The move adds to uncertainty over Iran’s nuclear activities while indirect talks between Tehran and Washington on saving the 2015 Iran nuclear deal are at a delicate stage. Western powers say there are only weeks left before Iran’s atomic advances have hollowed out the deal completely.
The workshop at the TESA Karaj complex was the victim of apparent sabotage in June that Iran blamed on its arch-foe Israel, which declined to comment.
One of the International Atomic Energy Agency’s four surveillance cameras at Karaj was destroyed in the apparent attack. Iran removed all four after the incident and the destroyed camera’s footage is still missing. Western powers and the IAEA have demanded that Iran locate it.
After a months-long standoff that threatened to scupper the wider nuclear talks, Iran agreed to let the IAEA re-install its cameras there last month.
“On 19 January 2022, Iran informed the Agency that it intended to produce centrifuge rotor tubes and bellows at a new location in Esfahan, instead of at the centrifuge component production workshop at the TESA Karaj complex, and that the Agency could adjust its surveillance and monitoring measures accordingly,” a confidential IAEA report seen by Reuters said.
The IAEA issued a statement summarising the report’s contents. Both said the IAEA placed seals on machines at Karaj and removed its cameras there, adding that production at Karaj had “ceased”.
With the IAEA having been kept away from Karaj for so long and camera footage remaining with Iran for the time being, it is unclear what exactly happened at Karaj after the incident and whether equipment that could potentially be used to make nuclear weapons was secretly siphoned off, diplomats say.

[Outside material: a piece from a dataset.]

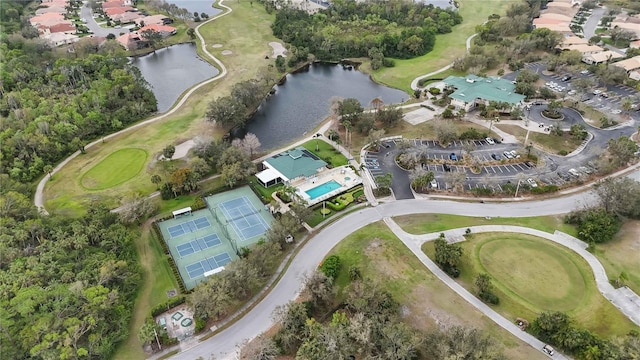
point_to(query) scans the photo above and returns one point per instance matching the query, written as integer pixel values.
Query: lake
(302, 102)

Iran says it wants nuclear technology only for civil uses.
IAEA inspectors installed surveillance cameras at the workshop in the city of Isfahan on Jan. 24, the IAEA said, adding: “As of the same date, the production of centrifuge rotor tubes and bellows at this new workshop had yet to commence.”
The report did not say why Iran had moved production to Isfahan from Karaj, or how the two workshops compare.